France must review Covid-19 crowd limits on church attendance

Catholic organisations are proposing to allow churches to utilise 30 per cent of their seating capacity. PHOTO: EPA-EFE

PARIS (REUTERS) - France's State Council, the country's highest court, on Sunday (Nov 29) ordered the government to review a law limiting the number of people in churches during religious services to 30.

The Council said in a statement that the measure was not proportionate to coronavirus infection risks.

Last week, the government announced that a nationwide lockdown in place since Oct 30 would be unwound in phases.

Shops selling non-essential goods were allowed to reopen from Nov 28 and indoor religious services were allowed to resume, but the number of worshippers was capped at 30 people, regardless of the size of the place of worship.

Catholic organisations have challenged the limit, arguing that churches and cathedrals are much more spacious than retail outlets, where the limit is one person per eight square metres.

"The claimants are right in saying that the measure is disproportionate in light of protecting the public's health ... thus it is a serious and illegal infringement on the freedom of worship," the council said.

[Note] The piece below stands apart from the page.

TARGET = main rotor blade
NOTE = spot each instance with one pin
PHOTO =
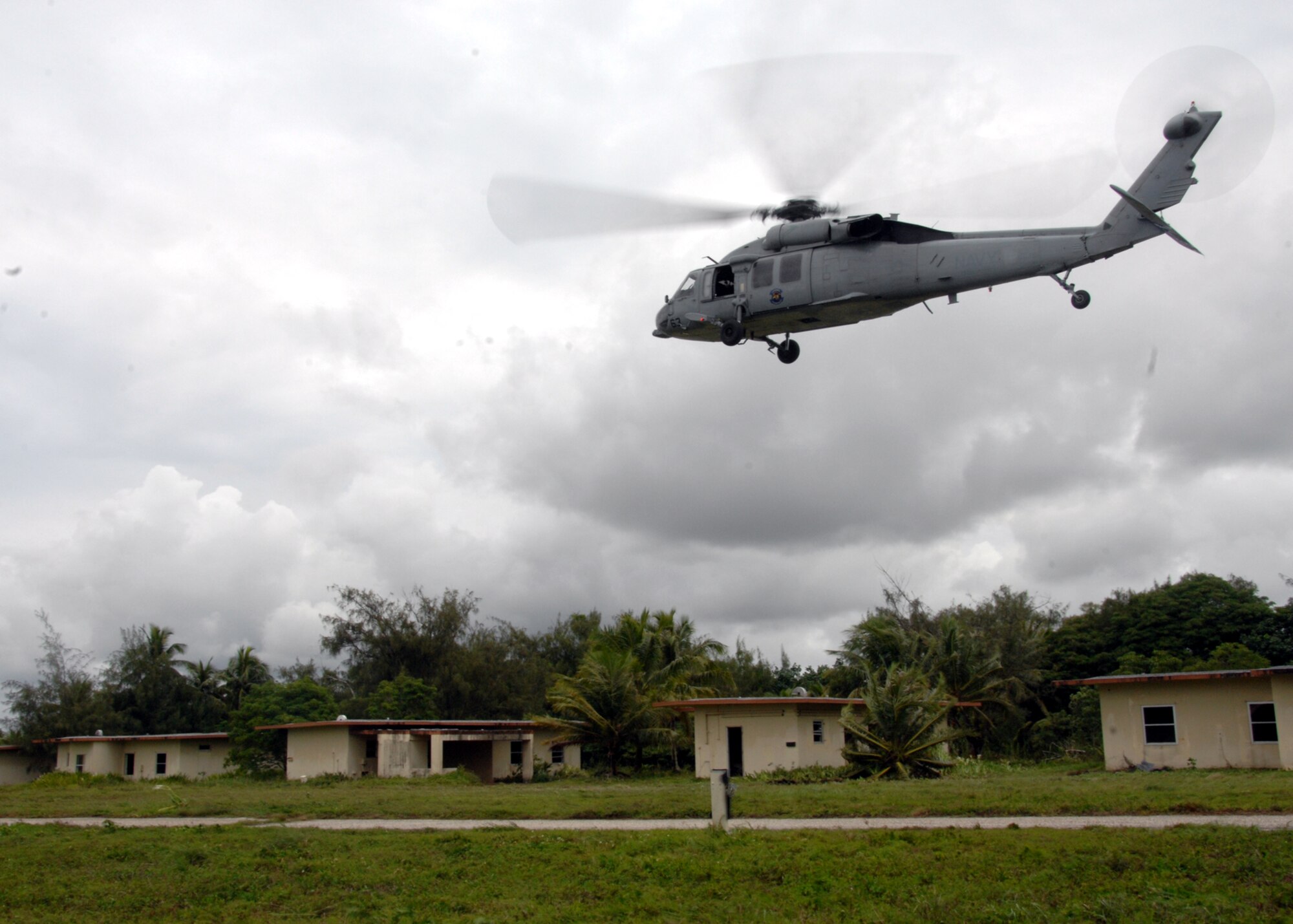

The Conference of French Bishops welcomed the ruling and said that it would meet French Prime Minister Jean Castex later on Sunday to discuss new rules to limit the risk of coronavirus infection during church services.

"No other activity is limited by such a limitation regardless of surface area," it said.

Catholic organisations are proposing to allow churches to utilise 30 per cent of their seating capacity.

On the first Sunday after a month-long lockdown, French churches reopened for the first time with services for Advent, the fourth Sunday before Christmas.

At the Saint-Sulpice church in Paris, a sign at the entrance read "space limited to 30 people", but there were no controls on how many people could enter and about 50 to 60 people, all wearing masks, took part in the service, seated on chairs spaced far apart.

"I am so happy to be back. It is sad to see such a big church so empty, but it is better than watching mass on television," said Jean-Baptiste Jeulin, an engineer.

Fellow worshipper Jean-Paul Lauras, a retiree, said the 30-people rule was incomprehensible.

"Catholics, but no doubt also Protestants, Jews and Muslims, perceive this measure as highly inconsiderate. It is a form of disdain," he said.